Head of Frontend at Doist

Henning Muszynski, Head of Frontend at Doist, talks about the cost of slow and arduous processes that add up over time and how to bring the changes systematically.

The High Cost of Manual Processes

When the team is small, there is likely to be less human error, and some processes' automation might be a low priority. However, as you scale your business, you need to automate many processes to eliminate the mistakes, improve efficiency, and keep pace with everything.

Previously, when we wanted to release a new update to our users, it took approximately four hours and numerous manual steps to complete the process. We'd have to merge our pull request, manually create another pull request, update some static files, and deploy different parts of the front and backend.

The process was undoubtedly error-prone, or in some cases, someone may have forgotten one of the steps, which led to the people in the team not doing it regularly. Some days, we had 1 - 2 releases in a week — which was not a lot in a fast-paced environment. Instead of having one change at a time, we had 10 - 20 modifications bundled into a single release.

And if something broke in the meantime, we'd have to recheck 20 of those changes to figure out the root cause of the breakage. That was a nerve-wracking experience because when something breaks, we'd want to fix it quickly or roll back instead of spending ample time on it.

How to Put an End to Manual Workflow Management

Like most people in the industry, we adopted continuous deployment.

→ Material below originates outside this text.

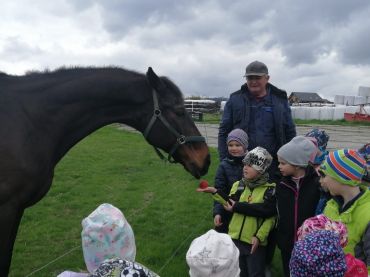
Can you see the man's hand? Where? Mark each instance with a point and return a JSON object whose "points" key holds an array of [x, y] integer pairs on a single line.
{"points": [[207, 190], [255, 244], [217, 220]]}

What that means for the users is that whenever we made a change, it'd automatically get deployed to all users. There is some variance to that, where we could've gradually deployed the processes to a certain percentage of our users until we knew that it was stable. However, we went on to deploy it to all users right away.

Initially, there were some pushbacks on it. To deploy the whole process all at once, we needed to be confident that it was adequately safe. We needed to have the changes tested manually and automatically, and provide a level of confidence in everyone.

Therefore, we first invested more into our automated test suite (or unit tests), where we tested a small piece of code. Moving forward, we also added end-to-end tests for our core workflows to try that the users can fully work with the system. Once we had all that in place, we started working on our continuous deployment.

Whenever someone proposed a change, we first had something called "continuous integration," which was like running some static code checking. Then we also had the code review process. Another team member would look at every change and run it locally to ensure everything was working. It was automatically deployed to all of our users when it was merged.

We also communicated this with our support team. Whenever we fix a bug, we keep them in the loop that it has been released. Nonetheless, we automated a changelog, so whenever we released something or made a change, there was a message posted to everyone in the company. It would let people know about the bug fixes and the new features.

Be Confident and Fast

  • Be confident in the changes that you have to make. If you feel that something is necessary and would improve the team's efficiency, sell the idea to your team. Know the impact radius of your changes, and bring it on! Of course, you'll never be 100% confident about a change, but what you can be sure of is the ability to roll back any time.
  • Don't wait to create the right opportunity and then implement some processes. The idea is to do something fast, try and test it; if it doesn't work, roll back and start again with something new. This is most effective in a fast-paced environment.